On July 5, 2016 Alton Sterling, a 37-year-old black man, was fatally shot by a white police officer in Baton Rouge, Louisiana.   The next day, July 6, Philando Castile, a 32-year-old black man, was fatally shot by a Latino police officer in Saint Paul, Minnesota.  These police shootings launched Black Lives Matter demonstrations across the country. Unfortunately, the next day, July 7, five police officers were killed during one of these demonstrations in Dallas, Texas.   

In Saint Paul, a riot broke out, but Saint Paul’s police representative stated the violence was neither endorsed nor led by the local arm of the larger social protest movement Black Lives Matter.  Castile’s mother told reporters, “When demonstrations become violent, it disrespects my son’s memory.  Philando was a man of dignity and peace.  Please, I ask you to at all times remain peaceful in your expressions of concerns regarding his death.”  In Baton Rouge a weeklong protest turned violent and over 200 protesters were arrested.  Then on July 17, three Baton Rouge police officers were shot and killed.  Sterling’s aunt said, “We don’t call for no bloodshed, that’s how all this started, we don’t want no more bloodshed.”

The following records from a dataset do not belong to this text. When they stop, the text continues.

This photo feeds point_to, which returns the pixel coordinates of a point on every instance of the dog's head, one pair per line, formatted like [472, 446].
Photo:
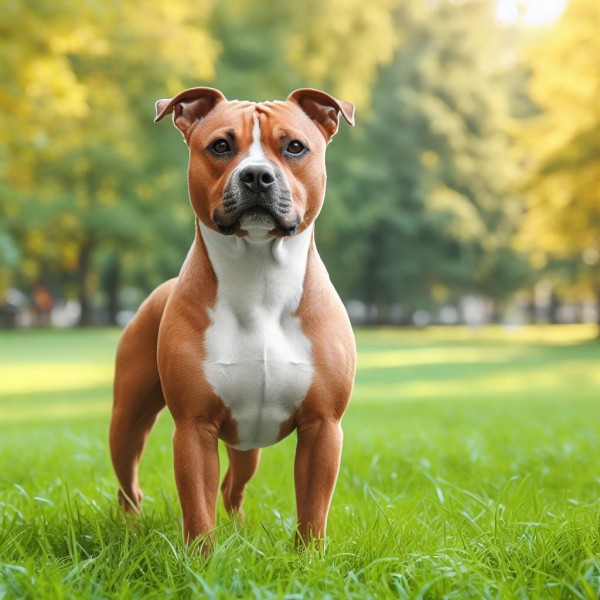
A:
[256, 167]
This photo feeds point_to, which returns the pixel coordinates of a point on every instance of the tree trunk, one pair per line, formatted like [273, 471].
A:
[85, 262]
[112, 278]
[597, 294]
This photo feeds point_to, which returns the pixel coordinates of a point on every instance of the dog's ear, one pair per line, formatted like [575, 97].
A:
[323, 109]
[188, 106]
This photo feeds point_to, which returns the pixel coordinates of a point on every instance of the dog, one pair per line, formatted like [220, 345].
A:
[251, 341]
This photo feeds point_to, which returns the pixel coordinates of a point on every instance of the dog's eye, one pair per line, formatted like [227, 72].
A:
[221, 146]
[295, 147]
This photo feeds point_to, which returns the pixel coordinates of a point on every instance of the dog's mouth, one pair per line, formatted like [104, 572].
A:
[256, 220]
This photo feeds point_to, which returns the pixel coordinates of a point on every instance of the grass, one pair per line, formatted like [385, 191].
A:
[470, 470]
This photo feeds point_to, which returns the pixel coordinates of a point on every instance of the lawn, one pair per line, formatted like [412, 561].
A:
[470, 469]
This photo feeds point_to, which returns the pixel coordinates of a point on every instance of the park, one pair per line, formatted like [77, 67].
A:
[468, 470]
[460, 228]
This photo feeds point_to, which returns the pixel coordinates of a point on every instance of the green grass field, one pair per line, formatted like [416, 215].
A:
[470, 470]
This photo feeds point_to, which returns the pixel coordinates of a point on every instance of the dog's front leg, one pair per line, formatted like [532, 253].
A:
[316, 468]
[196, 456]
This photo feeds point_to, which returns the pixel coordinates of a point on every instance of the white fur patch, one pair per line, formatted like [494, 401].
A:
[258, 360]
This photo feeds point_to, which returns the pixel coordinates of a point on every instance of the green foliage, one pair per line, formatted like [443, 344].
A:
[466, 473]
[422, 204]
[428, 184]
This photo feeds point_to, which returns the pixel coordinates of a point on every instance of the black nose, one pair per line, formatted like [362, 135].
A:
[257, 178]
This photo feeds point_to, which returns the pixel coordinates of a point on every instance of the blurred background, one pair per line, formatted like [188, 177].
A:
[469, 192]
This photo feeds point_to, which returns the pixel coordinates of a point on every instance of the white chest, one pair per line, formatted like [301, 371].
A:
[257, 358]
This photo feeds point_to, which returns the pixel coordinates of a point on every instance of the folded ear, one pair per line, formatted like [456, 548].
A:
[188, 106]
[323, 109]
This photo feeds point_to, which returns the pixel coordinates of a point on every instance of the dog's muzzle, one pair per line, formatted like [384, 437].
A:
[257, 195]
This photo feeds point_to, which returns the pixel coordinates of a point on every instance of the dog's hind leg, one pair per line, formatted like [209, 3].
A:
[138, 396]
[242, 466]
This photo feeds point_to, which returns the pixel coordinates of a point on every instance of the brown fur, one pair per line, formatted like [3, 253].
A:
[161, 352]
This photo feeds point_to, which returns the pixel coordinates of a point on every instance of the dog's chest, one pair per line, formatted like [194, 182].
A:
[257, 358]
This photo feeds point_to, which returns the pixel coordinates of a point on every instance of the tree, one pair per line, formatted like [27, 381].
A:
[432, 215]
[76, 161]
[561, 145]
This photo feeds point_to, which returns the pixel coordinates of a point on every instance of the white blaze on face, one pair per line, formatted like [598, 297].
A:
[256, 224]
[256, 152]
[258, 359]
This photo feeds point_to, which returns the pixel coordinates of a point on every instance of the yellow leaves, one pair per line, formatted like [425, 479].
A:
[87, 39]
[560, 144]
[51, 84]
[464, 222]
[340, 43]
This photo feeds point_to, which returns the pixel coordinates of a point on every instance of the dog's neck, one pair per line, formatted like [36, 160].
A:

On May 25, 2020 George Floyd, a 46-year-old black man, was killed by a white police officer in Minneapolis, Minnesota.  This time protest and riots broke out nationwide and around the world.  However, George Floyd’s brother told the rioters, “If his own family and blood are trying to deal with it and be positive about it, and go another route to seek justice, then why are you out here tearing up your community?”

(But if anyone listened closely, a lot of activists indirectly said they weren’t marching for George Floyd, they were marching because it was an opportunity to make demands on “the system”.)

Finally, on October 26, 2020, Walter Wallace Jr., a 27-year-old black man, was shot and killed by the police in Philadelphia, Pennsylvania.  Rioting and looting broke out immediately and thirty police officers were injured.  Days later the governor called in the National Guard.  Wallace Jr.’s father condemned the looting.  He said, “They’re not helping my family, they’re showing disrespect.  Stop this violence and chaos.”

Maybe, this mural in words should be renamed: Black familial pleas for peace haven’t mattered yet.